The innovative program for financing energy retrofits that was pioneered in his district is “certain” to continue, according to Rep. Mike Thompson (D-CA), who is pushing legislation in Congress to ensure that outcome.  He said the legislation he sponsored to preserve the Property Assessed Clean Energy Program (PACE) now has 50 cosponsors, including republicans as well as Democrats.  

“I am very confident we will push it through,” he said in reference to the proposed PACE Protection Act.  Rep. Thompson was speaking at the dedication of a solar installation at a large commercial facility in Rohnert Park, CA, which is said to be the first such project financed using private capital and the PACE repayment mechanism.
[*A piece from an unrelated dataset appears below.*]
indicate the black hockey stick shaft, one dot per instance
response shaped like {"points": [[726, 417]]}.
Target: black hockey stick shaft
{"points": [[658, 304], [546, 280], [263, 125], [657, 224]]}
The use of property tax assessments to finance energy retrofits to existing buildings got off to a very good start in 2010 but was quickly stifled by federal housing finance regulators. Now, if a bipartisan group in Congress gets their way, the program could get a fresh start.  
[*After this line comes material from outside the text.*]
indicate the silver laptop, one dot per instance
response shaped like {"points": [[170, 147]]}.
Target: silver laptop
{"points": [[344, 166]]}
The Property Assessed Clean Energy Program (PACE) hit a snag in the summer of 2010, when the Federal Housing Finance Agency (FHFA), intolerant of further risks to the battered portfolios of Fannie Mae and Freddie Mac, statement raising "significant safety and soundness concerns" about the program that led to Fannie Mae and Freddie Mac announcing that they would no longer purchase mortgages on properties that had outstanding PACE loans.
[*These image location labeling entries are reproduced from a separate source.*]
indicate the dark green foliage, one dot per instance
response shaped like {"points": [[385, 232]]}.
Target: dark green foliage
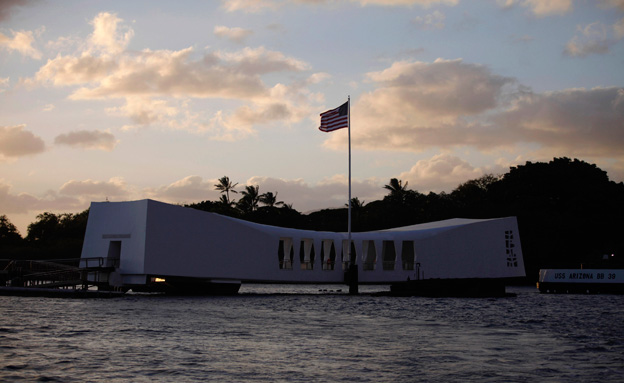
{"points": [[9, 235]]}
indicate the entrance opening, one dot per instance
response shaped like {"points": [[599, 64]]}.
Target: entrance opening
{"points": [[388, 255], [345, 253], [114, 254], [370, 255], [306, 254], [407, 255], [328, 254], [285, 247]]}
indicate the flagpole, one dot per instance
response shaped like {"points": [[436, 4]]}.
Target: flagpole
{"points": [[353, 271]]}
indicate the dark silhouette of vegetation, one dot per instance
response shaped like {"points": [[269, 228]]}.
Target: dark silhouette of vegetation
{"points": [[51, 236], [568, 211]]}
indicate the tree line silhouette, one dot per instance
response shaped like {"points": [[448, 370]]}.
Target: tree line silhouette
{"points": [[569, 213]]}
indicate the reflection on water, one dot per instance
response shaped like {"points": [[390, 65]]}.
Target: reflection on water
{"points": [[302, 333]]}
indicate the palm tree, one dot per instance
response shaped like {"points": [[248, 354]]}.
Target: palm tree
{"points": [[250, 199], [355, 203], [398, 190], [225, 186], [270, 199]]}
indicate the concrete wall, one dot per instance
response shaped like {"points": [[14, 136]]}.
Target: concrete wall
{"points": [[158, 239]]}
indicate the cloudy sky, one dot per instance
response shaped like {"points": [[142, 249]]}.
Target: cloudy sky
{"points": [[125, 100]]}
The regulatory agency was concerned that PACE liens generally take precedence over mortgage loans and would undermine the soundness of mortgages guaranteed by Fannie and Freddie.

A bipartisan group of members – including 14 Republicans and 11 Democrats- are cosponsoring the PACE Protection Act of 2011 to promote and protect the PACE program. 

The PACE Protection Act addresses adverse action taken by Fannie Mae, Freddie Mac and their regulators at the Federal Housing Finance Agency (FHFA) which has prevented communities nationwide from harnessing PACE benefits. The PACE Protection Act of 2011 is meant to protect PACE programs from federal overreach by the FHFA and allow them to continue reducing energy consumption, boosting our economy, and creating jobs, without mandates from the government or taxpayer funds. 

“PACE programs in our states have allowed homeowners to make energy-saving modifications on their houses through a voluntary assessment on their own property, at no cost to local taxpayers,” stated Rep. Hayworth. “PACE programs create jobs and help Americans to conserve energy, saving on those costs and protecting our environment.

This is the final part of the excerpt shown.